Back in 2020, I wrote an article on vc.ru “Creating and deploying a Telegram channel relay using Python and Heroku”. Since then, Heroku no longer offers a free plan. But the project is still alive and being updated.

</> Project repository: https://github.com/khoben/telemirror

Actually, there is nothing supernatural about forwarding: we receive a message from the source channel and send a copy of it to the receiving channel.

In the simplest case, it looks like this:

from telethon import TelegramClient, events

client = TelegramClient("telemirror", api_id, api_hash)
SOURCE_CHANNELS = [-10001, -10002] # channel IDs
TARGET_CHANNELS = [-10003, -10004]

@client.on(events.NewMessage(chats=SOURCE_CHANNELS))
async def handler(event):
    for target in TARGET_CHANNELS:
        await client.send_message(target, event.message)

client.start()
client.run_until_disconnected()

Receiving a message → Sending a message

The only thing missing is some configuration and flexibility. Which messages to discard, whether to change the original text, from which channel to forward to which channel, etc.

Modifiers, which can be called filters, are added to the simple scheme described above.

In TeleMirror, the simplest filter for messages looks like this:

class MessageFilter(Protocol):
    async def process(
        self, entity: EventEntity, event_type: Type[EventLike]
    ) -> FilterResult[EventEntity]:
        if isinstance(entity, EventMessage):
            # Message processing: continue, modify, discard
            return await self._process_message(entity, event_type)

        if isinstance(entity, list):
            # Processing a group of messages - an album
            return await self._process_album(entity, event_type)

        return FilterResult(FilterAction.CONTINUE, entity)

Filters can modify messages or discard them.

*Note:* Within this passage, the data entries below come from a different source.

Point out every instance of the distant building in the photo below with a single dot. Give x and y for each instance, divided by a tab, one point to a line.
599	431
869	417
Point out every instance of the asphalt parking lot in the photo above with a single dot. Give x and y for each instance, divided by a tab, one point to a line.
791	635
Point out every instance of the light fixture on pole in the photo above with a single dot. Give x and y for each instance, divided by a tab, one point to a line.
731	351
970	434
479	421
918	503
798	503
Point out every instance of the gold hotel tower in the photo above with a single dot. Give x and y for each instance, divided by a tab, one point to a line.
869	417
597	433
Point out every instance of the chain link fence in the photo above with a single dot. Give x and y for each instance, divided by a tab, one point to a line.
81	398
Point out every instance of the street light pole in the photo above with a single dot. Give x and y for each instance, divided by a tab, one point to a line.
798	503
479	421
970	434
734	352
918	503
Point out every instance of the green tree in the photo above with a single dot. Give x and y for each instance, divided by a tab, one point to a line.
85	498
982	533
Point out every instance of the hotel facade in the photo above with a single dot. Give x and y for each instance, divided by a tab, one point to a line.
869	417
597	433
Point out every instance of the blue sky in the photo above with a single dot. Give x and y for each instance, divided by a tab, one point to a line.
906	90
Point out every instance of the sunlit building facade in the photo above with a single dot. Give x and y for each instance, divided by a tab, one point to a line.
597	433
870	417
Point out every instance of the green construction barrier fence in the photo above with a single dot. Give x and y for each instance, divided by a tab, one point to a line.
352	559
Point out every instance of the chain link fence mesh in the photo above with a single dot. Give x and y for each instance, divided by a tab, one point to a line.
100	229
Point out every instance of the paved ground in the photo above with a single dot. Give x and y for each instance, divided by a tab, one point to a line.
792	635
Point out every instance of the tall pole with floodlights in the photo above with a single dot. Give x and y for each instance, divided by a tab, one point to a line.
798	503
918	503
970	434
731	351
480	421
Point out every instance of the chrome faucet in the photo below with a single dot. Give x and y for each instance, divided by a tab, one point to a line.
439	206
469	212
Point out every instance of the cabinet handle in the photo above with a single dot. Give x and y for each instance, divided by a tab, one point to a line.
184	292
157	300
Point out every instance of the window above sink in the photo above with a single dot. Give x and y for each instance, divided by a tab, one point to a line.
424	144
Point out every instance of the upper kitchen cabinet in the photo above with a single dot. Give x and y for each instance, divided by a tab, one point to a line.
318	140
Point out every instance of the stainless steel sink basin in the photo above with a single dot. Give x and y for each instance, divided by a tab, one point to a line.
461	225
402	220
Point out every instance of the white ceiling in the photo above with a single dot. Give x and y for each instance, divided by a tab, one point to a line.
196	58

Such filters can be combined into a group that will execute sequentially, processing the message:

class CompositeMessageFilter(MessageFilter):
    def __init__(self, filters: List[MessageFilter]) -> None:
        self._filters = filters

    async def process(
        self, entity: EventEntity, event_type: Type[EventLike]
    ) -> FilterResult[EventEntity]:
        for f in self._filters:
            filter_action, entity = await f.process(entity, event_type)
            match filter_action:
                case FilterAction.CONTINUE | True:
                    continue
                case FilterAction.DISCARD | False:
                    return FilterResult(FilterAction.DISCARD, entity)
                case FilterAction.FORCE_SEND:
                    return FilterResult(FilterAction.FORCE_SEND, entity)

        return FilterResult(FilterAction.CONTINUE, entity)

Message reception → (filters) → Sending (or not) the processed message

The configuration for forwarding looks like this:

CHAT_MAPPING: Dict[int, Dict[int, List["DirectionConfig"]]] = {}

@dataclass
class DirectionConfig:
    disable_delete: bool
    disable_edit: bool
    filters: MessageFilter
    from_topic_id: Optional[int] = None
    to_topic_id: Optional[int] = None
    mode: Literal["copy", "forward"] = "copy"

In general, the configuration for retransmission consists of channel mapping (from->to) and the configuration for this direction.

Example of YAML configuration

# Forwarding directions
directions:
  - from: [-1001, -1002, -1003] # Source channels
    to: [-100203] # Receiver channels

  - from: [-1000#3] # Forwarding from topic to topic
    to: [-1001#4]

  - from: [-100226]
    to: [-1006, -1008]
    disable_edit: false
    disable_delete: false
    mode: forward  # Forwarding type: copy or forward
    filters: # List of filters that will be applied sequentially
      - UrlMessageFilter:
          blacklist: !!set
            ? t.me
      - KeywordReplaceFilter:
          keywords:
            "google.com": "bing.com"
            "r'google\\.com.*'": "bing.com"
      - SkipWithKeywordsFilter:
          keywords: !!set
            ? "stopword"
            ? "r'badword.*'"

</> For more details, see the project repository: https://github.com/khoben/telemirror

Possible problems

Account ban or session deactivation

The retransmitter does not behave like a normal user: it is always online, does not view ads, etc. Do not use your main account as a userbot for the relay. Newly created accounts are at high risk of being banned, so it is worth using them as a regular user for a while.

New messages are not coming through

Telegram optimizes message delivery, so not all updates may come through in real time. Sometimes, updates start coming in after the next restart.

Where to run

Unfortunately, at the time of writing, I don’t know of any service that offers a free plan for continuous operation of the application without crashes. You’ll have to search for one or rent your own virtual server, which can be useful not only for the relay.